Democratic presidential candidate Hillary Clinton, who has a large fan following in the Indian-American community, greeted Hindus, Sikhs, Buddhists, and Jains across the world on the occasion of Diwali. "On Sunday, nearly a billion Hindus, Jains, Sikhs, and Buddhists around the world — including more than two million Americans — will celebrate Diwali, the festival of lights. For members of these faiths, lighting the lamp (the diya) is a reminder that light prevails over darkness, knowledge over ignorance, and good over evil," Clinton said.
"Here in the United States, it is a tribute to the Indian American community that Diwali is celebrated with such beauty and joy. Regardless of our personal faith, Diwali reminds us that diversity is one of our greatest strengths as a nation, that light prevails over darkness, and that dharma — righteousness or goodness — must guide us toward a better tomorrow," Clinton said.

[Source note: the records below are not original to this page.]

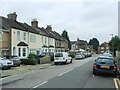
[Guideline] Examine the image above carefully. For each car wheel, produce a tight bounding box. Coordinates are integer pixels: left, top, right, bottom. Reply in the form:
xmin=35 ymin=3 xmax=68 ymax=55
xmin=17 ymin=64 xmax=20 ymax=66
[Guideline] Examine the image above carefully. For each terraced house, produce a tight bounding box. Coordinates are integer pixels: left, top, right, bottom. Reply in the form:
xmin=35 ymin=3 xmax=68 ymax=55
xmin=0 ymin=12 xmax=68 ymax=58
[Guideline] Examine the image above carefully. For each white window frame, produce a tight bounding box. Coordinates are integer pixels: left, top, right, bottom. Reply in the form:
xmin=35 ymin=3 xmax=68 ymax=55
xmin=17 ymin=31 xmax=20 ymax=41
xmin=23 ymin=32 xmax=27 ymax=40
xmin=30 ymin=35 xmax=36 ymax=42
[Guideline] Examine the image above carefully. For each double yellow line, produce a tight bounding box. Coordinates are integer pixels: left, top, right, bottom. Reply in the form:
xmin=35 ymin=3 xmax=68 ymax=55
xmin=114 ymin=78 xmax=120 ymax=90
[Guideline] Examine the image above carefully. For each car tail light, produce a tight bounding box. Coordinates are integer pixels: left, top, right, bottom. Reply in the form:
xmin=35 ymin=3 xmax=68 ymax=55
xmin=113 ymin=66 xmax=117 ymax=71
xmin=93 ymin=64 xmax=97 ymax=69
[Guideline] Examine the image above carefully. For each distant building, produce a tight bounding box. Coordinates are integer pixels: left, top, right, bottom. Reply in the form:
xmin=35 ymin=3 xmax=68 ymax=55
xmin=0 ymin=12 xmax=68 ymax=58
xmin=98 ymin=42 xmax=109 ymax=53
xmin=71 ymin=38 xmax=88 ymax=50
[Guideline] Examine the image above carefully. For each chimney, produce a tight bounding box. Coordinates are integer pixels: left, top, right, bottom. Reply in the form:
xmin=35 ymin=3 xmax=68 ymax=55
xmin=46 ymin=25 xmax=52 ymax=32
xmin=31 ymin=18 xmax=38 ymax=28
xmin=7 ymin=12 xmax=17 ymax=21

"If I have the honour of serving as president, I will be committed to building an administration that reflects such diversity, including continuing White House celebrations of Diwali," she said. "To those of you celebrating this joyous occasion, I wish you and your loved ones a Happy Diwali and Saal Mubarak," Clinton said in a statement.
There was no such statement from her Republican rival Donald Trump, whose daughter-in-law, Lara Trump, had celebrated Diwali at a Hindu temple in Virginia last week, reports PTI.
In a joint statement, the Republican National Committee (RNC) Chairman Reince Priebus and Co-chair Sharon Day said as Republicans, they continue to support religious freedom across the country so that all Americans can continue to share these great traditions with the communities.
"Diwali marks a special time as our friends and neighbours of Hindu, Jain, and Sikh faiths celebrate this year's Festival of Lights," said Chairman Priebus. "During this celebration, we are not only reminded of the traditions that many immigrants bring that make our country more strong and more diverse but also of the many blessings we have in our daily lives," he added.
"From the music to the feasts, to the remembrance of Bandi Chhor Divas, a Sikh festival celebrating emancipation from religious persecution, Diwali also serves as a time for families to contemplate the past year, and what they look forward to in the future," the joint statement said.
For the first time, the UN building lit up to celebrate the festival of lights. The iconic building, situated in Manhattan, New York, had 'Happy Diwali' prominently written on it, with a diya below it.
India's Envoy to the Permanent Mission to UN Syed Akbaruddin, told India Today, "Diwali symbolises the triumph of good over evil. UN is a force for good globally. We are thankful to the President of General Assembly Peter Thompson of Fiji who understands the relevance of Diwali in a multicultural environment and society."